The salmon sector was under pressure following the news that the European Commission is investigating whether six salmon farmers may have breached EU competition rules, based on inspections in 2019. One of the named farmers, MOWI, was quick to respond with a sharp response that they were convinced that any breaches had not happened. QUEST previously had investments in Norwegian salmon, but since last autumn the fund's position consists of the Faroese company Bakkafrost. Our initial assessment is that the commission's analysis may be flawed, but that it involves a clear uncertainty factor and may become a wet blanket over the sector. Our holding Bakkafrost, on the other hand, can be a relative winner In the long term, Nordic stocks and US stocks have followed each other quite well, but now we see clear bubble risks in the US tech sector at the same time that Nordic small and medium-sized companies are valued below their historical average. In our opinion, the Nordic stock market is very attractive with many companies that are at the forefront of structural trends such as automation, the environment and energy.

However, we started the new year by increasing the short side of the fund. After the strong share appreciation during Q423 where several leading indices rose by 10-15%, and with increased geopolitical tensions, as well as an impending and highly uncertain quarterly report season, we chose to take several new short positions and increase the short book in total. When we take short equity positions, it is not only "broken business models" that we are looking for, but we also include companies that we judge will underperform against the market.

ORIGO SELEQT
SELEQT rose 4.9% during the month. The positive development was broad-based in the fund, where several holdings contributed to the positive development. Trifork, Norva24 and Medicover made positive contributions to the fund's development. Negative contributions came primarily from the holdings in TGS, Hanza and Vaisala.
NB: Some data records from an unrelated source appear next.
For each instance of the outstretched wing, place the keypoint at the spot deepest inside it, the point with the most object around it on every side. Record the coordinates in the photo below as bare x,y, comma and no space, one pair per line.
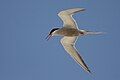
68,44
66,16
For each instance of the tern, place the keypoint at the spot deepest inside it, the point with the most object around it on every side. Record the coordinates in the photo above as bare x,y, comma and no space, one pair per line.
70,33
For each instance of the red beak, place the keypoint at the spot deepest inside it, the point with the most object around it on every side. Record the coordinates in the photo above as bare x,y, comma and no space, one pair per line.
48,37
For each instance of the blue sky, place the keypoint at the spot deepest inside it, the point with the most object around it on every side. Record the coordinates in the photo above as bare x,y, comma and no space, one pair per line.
26,55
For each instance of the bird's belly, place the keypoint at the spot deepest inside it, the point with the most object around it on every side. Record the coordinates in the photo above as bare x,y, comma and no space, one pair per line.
69,32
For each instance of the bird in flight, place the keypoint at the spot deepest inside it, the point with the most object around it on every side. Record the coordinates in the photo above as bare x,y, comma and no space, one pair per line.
70,33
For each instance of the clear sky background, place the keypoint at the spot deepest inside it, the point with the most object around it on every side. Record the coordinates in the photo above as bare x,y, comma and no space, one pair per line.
26,55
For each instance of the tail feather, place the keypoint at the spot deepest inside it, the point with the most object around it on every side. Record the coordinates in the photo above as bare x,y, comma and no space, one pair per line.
93,33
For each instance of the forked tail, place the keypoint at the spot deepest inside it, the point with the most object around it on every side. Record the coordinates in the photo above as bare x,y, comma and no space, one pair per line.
93,33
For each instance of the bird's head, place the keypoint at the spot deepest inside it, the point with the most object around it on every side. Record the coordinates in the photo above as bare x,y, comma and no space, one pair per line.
52,33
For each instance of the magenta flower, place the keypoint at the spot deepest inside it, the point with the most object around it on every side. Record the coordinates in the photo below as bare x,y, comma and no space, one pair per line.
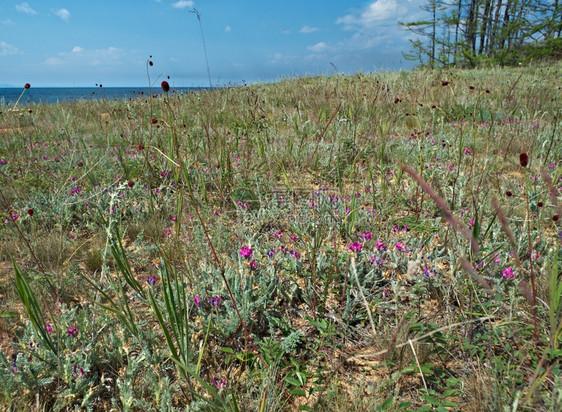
78,372
356,247
401,246
246,252
508,273
216,301
219,383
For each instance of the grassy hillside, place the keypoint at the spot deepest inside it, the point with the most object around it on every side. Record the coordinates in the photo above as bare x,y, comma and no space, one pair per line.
377,242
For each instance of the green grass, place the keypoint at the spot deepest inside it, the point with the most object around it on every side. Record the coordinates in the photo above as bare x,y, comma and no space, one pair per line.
376,274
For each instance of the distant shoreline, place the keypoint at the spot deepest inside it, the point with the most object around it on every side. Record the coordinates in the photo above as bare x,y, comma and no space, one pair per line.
54,95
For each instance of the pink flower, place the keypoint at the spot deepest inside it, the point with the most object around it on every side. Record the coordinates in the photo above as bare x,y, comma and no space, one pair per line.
401,246
508,273
246,252
356,247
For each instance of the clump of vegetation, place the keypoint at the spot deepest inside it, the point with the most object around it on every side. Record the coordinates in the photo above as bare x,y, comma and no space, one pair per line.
388,241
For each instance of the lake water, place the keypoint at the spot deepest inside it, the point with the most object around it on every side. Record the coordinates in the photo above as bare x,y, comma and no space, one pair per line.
52,95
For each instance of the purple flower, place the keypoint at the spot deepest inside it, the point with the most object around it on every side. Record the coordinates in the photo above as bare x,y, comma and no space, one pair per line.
376,261
401,246
508,273
367,235
72,331
381,246
356,247
246,252
78,372
216,301
219,384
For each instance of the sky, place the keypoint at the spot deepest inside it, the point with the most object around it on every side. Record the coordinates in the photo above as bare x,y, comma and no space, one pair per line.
81,43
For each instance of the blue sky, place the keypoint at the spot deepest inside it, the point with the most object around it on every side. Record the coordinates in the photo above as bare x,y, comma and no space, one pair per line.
83,42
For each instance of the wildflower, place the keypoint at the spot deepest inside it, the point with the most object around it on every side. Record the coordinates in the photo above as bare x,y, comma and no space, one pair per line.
216,301
401,246
508,273
78,372
367,235
356,247
246,252
219,384
72,331
376,261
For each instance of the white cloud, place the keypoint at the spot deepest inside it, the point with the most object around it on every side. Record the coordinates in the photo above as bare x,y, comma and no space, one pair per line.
110,56
308,29
372,15
64,14
7,49
318,47
182,4
25,8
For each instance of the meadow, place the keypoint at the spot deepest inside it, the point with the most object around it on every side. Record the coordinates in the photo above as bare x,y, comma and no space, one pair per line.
376,242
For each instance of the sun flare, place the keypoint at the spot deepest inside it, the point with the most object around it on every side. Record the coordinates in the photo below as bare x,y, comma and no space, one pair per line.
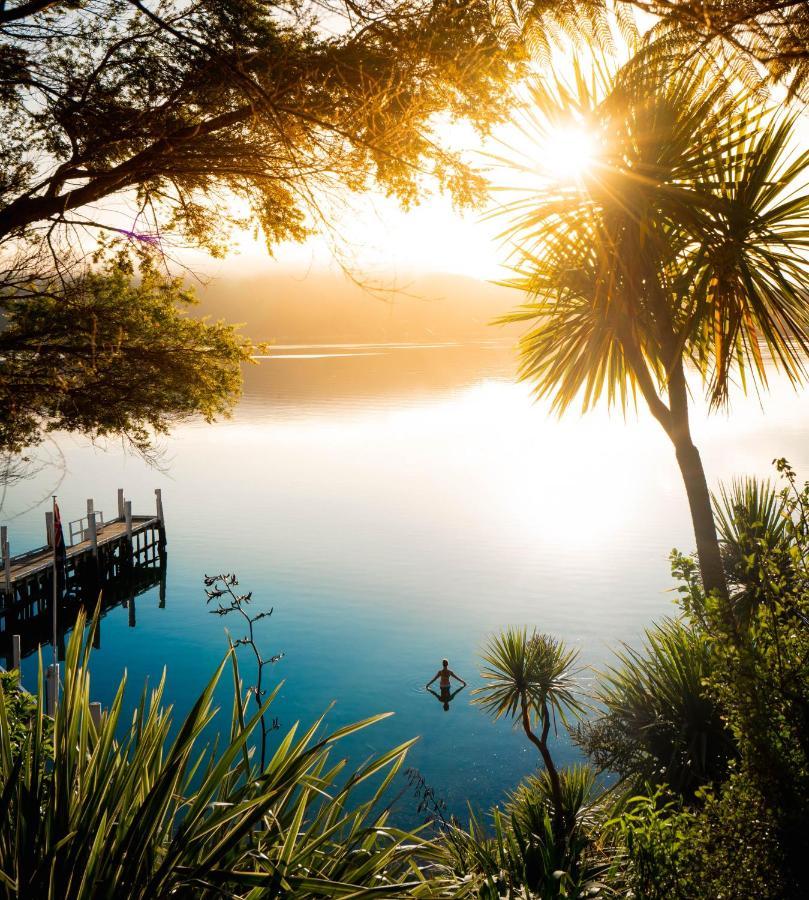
568,153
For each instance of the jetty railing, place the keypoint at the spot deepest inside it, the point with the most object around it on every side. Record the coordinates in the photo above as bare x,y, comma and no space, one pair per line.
98,552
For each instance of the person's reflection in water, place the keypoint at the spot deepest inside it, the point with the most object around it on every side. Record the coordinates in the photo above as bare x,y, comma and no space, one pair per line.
444,674
446,695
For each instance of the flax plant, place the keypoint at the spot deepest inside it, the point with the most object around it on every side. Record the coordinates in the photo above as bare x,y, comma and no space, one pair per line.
123,809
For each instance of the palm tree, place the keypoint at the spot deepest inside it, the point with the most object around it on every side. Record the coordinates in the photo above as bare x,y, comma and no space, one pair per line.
530,678
684,244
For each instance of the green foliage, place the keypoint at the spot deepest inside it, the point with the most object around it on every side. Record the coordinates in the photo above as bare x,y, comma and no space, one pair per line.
660,724
685,240
530,803
112,354
760,648
521,855
727,849
177,107
535,669
126,810
20,709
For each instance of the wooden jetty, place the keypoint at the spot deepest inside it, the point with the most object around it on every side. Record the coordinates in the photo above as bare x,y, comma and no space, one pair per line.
98,552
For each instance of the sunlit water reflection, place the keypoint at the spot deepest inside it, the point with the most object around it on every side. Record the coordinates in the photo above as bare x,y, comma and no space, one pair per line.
396,506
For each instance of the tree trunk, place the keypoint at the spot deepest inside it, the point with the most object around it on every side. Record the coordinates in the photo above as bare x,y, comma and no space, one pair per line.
699,502
696,486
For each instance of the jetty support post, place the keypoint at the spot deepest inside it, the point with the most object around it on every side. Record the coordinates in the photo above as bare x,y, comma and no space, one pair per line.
161,527
4,549
126,548
92,531
52,689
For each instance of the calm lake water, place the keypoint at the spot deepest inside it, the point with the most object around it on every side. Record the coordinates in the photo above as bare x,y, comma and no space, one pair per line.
394,505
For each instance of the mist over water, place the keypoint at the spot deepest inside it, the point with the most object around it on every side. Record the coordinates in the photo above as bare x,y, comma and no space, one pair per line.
396,504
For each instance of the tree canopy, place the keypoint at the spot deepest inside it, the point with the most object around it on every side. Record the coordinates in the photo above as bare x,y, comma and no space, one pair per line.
166,122
181,106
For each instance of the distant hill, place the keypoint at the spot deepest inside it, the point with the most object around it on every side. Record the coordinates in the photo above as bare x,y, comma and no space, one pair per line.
325,307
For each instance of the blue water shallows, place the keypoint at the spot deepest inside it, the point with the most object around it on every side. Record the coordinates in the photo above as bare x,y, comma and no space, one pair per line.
394,508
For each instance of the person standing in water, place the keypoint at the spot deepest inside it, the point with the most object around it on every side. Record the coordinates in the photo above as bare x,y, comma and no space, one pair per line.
445,673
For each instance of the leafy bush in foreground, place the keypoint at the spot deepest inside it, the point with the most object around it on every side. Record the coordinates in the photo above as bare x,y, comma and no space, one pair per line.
145,816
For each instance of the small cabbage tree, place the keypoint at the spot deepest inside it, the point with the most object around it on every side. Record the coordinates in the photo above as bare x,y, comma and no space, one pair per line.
530,678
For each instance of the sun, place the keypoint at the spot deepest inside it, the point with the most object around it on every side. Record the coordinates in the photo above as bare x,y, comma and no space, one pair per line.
568,153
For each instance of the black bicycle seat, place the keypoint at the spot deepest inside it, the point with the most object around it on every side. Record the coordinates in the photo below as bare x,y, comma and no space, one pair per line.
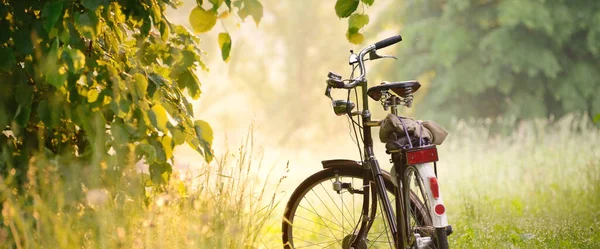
402,88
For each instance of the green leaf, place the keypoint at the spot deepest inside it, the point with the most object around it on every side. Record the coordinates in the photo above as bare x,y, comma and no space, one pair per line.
205,136
93,4
167,144
22,115
216,4
92,95
24,94
158,117
141,85
56,74
355,37
253,8
160,173
148,152
225,44
164,30
368,2
51,13
74,59
88,24
202,20
358,21
344,8
7,60
189,79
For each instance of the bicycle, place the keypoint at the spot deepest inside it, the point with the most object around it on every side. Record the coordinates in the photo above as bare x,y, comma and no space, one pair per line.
323,211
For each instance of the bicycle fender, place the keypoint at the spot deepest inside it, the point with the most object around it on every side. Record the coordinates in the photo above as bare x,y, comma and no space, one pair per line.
426,172
345,163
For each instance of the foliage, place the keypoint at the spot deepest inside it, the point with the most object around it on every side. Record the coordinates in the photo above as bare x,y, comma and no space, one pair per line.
82,77
356,21
227,197
489,58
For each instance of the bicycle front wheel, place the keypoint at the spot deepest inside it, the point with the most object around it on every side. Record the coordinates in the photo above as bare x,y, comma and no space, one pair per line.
318,216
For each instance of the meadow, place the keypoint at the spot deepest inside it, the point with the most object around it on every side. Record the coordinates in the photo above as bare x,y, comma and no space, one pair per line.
507,184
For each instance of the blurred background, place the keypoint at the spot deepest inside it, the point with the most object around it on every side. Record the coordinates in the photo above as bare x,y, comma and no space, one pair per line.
515,82
505,60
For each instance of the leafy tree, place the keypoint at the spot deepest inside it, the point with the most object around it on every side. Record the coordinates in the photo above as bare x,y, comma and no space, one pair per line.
102,80
88,77
497,57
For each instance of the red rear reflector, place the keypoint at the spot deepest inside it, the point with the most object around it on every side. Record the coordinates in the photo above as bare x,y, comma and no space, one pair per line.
440,209
435,190
421,156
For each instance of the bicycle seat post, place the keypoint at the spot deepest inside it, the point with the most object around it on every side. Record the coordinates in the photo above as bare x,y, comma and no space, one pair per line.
394,104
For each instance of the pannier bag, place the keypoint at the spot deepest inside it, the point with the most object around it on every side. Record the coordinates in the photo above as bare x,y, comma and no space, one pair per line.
394,129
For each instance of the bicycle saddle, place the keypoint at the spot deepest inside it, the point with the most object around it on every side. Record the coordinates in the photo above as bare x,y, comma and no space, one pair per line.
402,88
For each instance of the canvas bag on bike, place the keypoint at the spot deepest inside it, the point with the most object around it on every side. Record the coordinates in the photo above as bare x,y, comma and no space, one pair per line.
393,131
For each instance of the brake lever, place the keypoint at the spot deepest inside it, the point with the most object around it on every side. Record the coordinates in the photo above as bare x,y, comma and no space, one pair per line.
374,56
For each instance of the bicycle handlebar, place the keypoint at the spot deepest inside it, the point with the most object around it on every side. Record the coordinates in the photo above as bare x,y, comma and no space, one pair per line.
387,42
338,83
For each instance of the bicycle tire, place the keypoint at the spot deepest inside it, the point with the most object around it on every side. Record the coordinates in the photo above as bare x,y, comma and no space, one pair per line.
415,185
334,237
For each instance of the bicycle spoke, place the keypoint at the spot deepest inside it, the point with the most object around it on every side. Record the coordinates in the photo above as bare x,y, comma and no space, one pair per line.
332,233
323,225
331,198
323,219
326,207
315,244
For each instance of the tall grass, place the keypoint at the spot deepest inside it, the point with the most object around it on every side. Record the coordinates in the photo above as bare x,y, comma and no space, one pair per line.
224,205
535,186
507,184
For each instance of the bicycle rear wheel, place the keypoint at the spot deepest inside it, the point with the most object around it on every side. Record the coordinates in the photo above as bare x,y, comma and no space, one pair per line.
317,216
423,225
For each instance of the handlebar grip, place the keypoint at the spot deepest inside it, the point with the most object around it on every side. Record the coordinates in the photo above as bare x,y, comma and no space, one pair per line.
387,42
336,83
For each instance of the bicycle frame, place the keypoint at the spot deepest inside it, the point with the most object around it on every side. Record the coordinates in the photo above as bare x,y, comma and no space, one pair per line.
397,222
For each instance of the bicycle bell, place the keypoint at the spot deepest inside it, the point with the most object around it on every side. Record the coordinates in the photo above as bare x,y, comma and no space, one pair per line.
341,107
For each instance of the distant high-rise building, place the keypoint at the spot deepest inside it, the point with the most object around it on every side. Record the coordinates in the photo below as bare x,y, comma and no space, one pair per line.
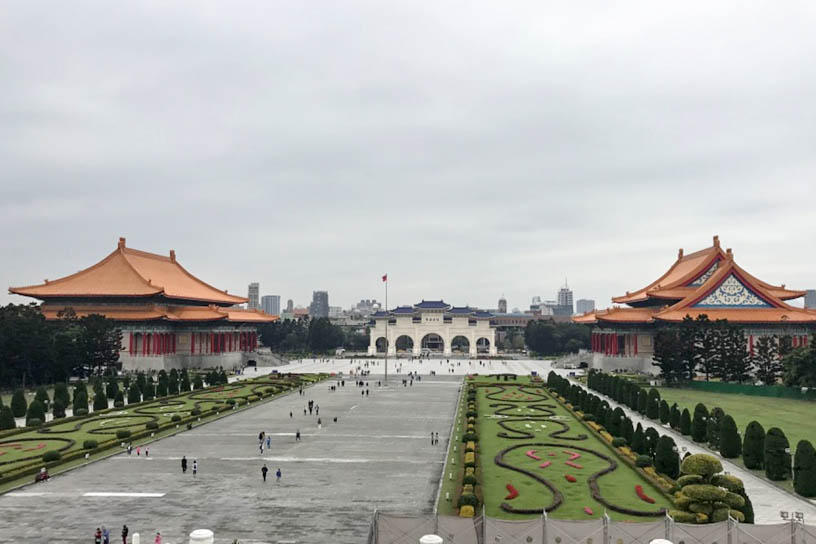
254,289
270,304
565,299
320,304
584,305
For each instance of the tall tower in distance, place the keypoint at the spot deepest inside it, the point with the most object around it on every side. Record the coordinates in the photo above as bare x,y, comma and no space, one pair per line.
565,298
254,301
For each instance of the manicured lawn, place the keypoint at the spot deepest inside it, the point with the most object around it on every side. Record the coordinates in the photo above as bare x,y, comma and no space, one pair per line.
797,418
524,417
20,450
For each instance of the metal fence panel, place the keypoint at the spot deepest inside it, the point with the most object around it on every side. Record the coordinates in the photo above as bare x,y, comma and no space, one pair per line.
778,533
392,529
456,530
562,531
500,531
710,533
636,532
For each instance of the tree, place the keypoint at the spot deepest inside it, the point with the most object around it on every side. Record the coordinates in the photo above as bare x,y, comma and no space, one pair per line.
698,423
6,419
685,422
111,388
804,469
713,427
18,403
134,394
766,360
664,412
674,418
100,400
667,460
753,446
42,395
653,404
730,443
61,393
667,355
80,400
35,413
777,461
101,341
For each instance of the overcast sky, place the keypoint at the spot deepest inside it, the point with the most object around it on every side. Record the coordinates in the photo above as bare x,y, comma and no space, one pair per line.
468,149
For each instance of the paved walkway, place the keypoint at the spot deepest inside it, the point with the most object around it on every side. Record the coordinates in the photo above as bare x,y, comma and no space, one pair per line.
767,499
377,455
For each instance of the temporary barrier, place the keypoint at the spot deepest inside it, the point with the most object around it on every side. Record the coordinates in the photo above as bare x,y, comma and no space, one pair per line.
396,529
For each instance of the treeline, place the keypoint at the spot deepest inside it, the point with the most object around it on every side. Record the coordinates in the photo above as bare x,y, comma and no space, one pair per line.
138,388
310,336
546,337
760,450
719,349
35,351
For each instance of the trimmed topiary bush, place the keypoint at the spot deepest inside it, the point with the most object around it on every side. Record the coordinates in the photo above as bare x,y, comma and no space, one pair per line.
667,461
643,461
777,462
674,417
804,469
730,444
685,422
664,413
51,456
698,423
753,446
18,403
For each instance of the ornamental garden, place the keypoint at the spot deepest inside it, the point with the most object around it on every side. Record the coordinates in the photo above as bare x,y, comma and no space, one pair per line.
523,447
66,441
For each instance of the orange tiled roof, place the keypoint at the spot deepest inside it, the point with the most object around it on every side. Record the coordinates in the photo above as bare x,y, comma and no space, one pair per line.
765,306
152,312
677,282
131,273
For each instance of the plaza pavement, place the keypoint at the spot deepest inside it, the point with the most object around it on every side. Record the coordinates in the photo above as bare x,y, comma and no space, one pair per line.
377,455
767,499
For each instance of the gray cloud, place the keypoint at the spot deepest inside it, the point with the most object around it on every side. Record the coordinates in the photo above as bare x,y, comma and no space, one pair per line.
467,149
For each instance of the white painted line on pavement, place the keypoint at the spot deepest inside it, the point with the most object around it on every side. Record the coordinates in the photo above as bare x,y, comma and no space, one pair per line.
121,494
327,460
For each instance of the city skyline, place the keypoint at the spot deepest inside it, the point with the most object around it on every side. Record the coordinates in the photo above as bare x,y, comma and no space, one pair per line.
457,201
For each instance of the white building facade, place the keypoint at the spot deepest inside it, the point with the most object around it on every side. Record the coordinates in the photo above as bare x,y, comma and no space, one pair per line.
432,328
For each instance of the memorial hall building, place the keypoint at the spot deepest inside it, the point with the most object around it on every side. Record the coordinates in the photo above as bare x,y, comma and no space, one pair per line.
432,327
707,282
168,317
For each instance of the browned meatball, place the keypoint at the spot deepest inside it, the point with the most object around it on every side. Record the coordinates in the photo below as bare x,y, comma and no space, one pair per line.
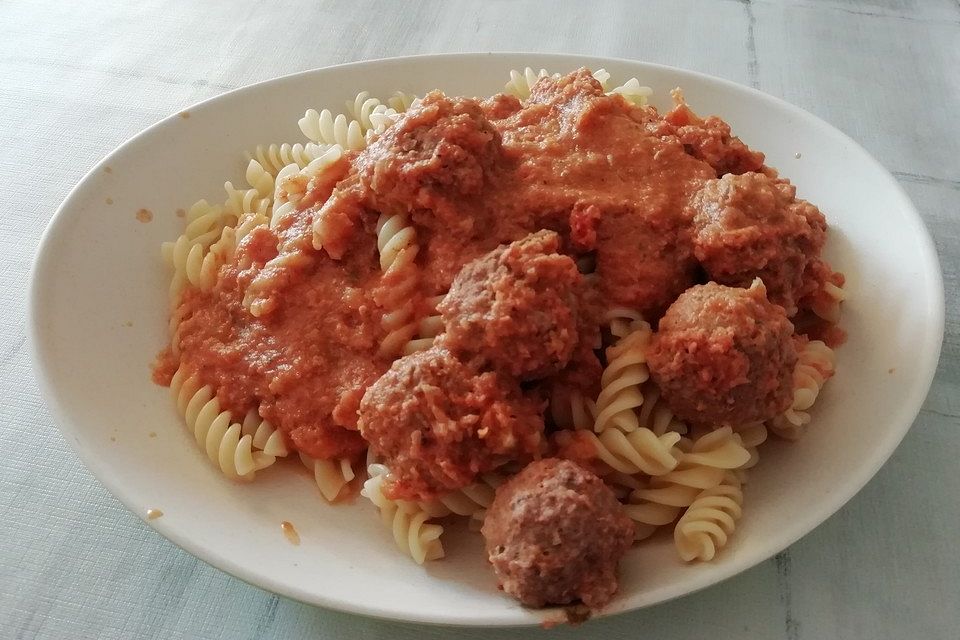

The holdings in SELEQT are clearly different from both indexes and similar funds. The portfolio is exposed to companies with strong business models, often focused on service, maintenance and sales of consumables. During the past year, sectors such as industrial services and health care have been weighted up, where we find businesses that can maintain growth even in a weaker economy. At the end of January, the Norwegian insurance company Protector Forsikring presented its financial statements. As usual, the company pleasantly surprised again. Growth continues, with premiums increasing 48 percent in local currency in the fourth quarter. At the same time as the combined ratio landed at 86.4% in Q4 2023, driven by both good cost control and an improved claim rate. The shareholder-friendly policy is clear in Protector, where the company has returned significant amounts to the owners in the form of cash dividends, often on a quarterly basis, in recent years. The stock has developed strongly and has been included in ORIGO SELEQT since the fund's launch in March 2022.

Among the month's losers, the Norwegian energy data company TGS stands out with a clear negative contribution. TGS came out with a surprisingly weak trading update in January, where the - seasonally strong - Q4 showed weaker development than expected. The explanation can be found partly in lower energy prices, but mainly in the fact that larger energy companies focus on M&A rather than investing in organic growth. It's nothing new, but a trend that has been evident lately and reinforced with major transactions among players such as Exxon, Chevron, etc. Following the merger with industry peer PGS, TGS has the premier library of energy data in the world. The TGS share is in the valley of disappointment, but trades on low multiples given conservative synergy estimates and a normalization of the pace of investment going forward.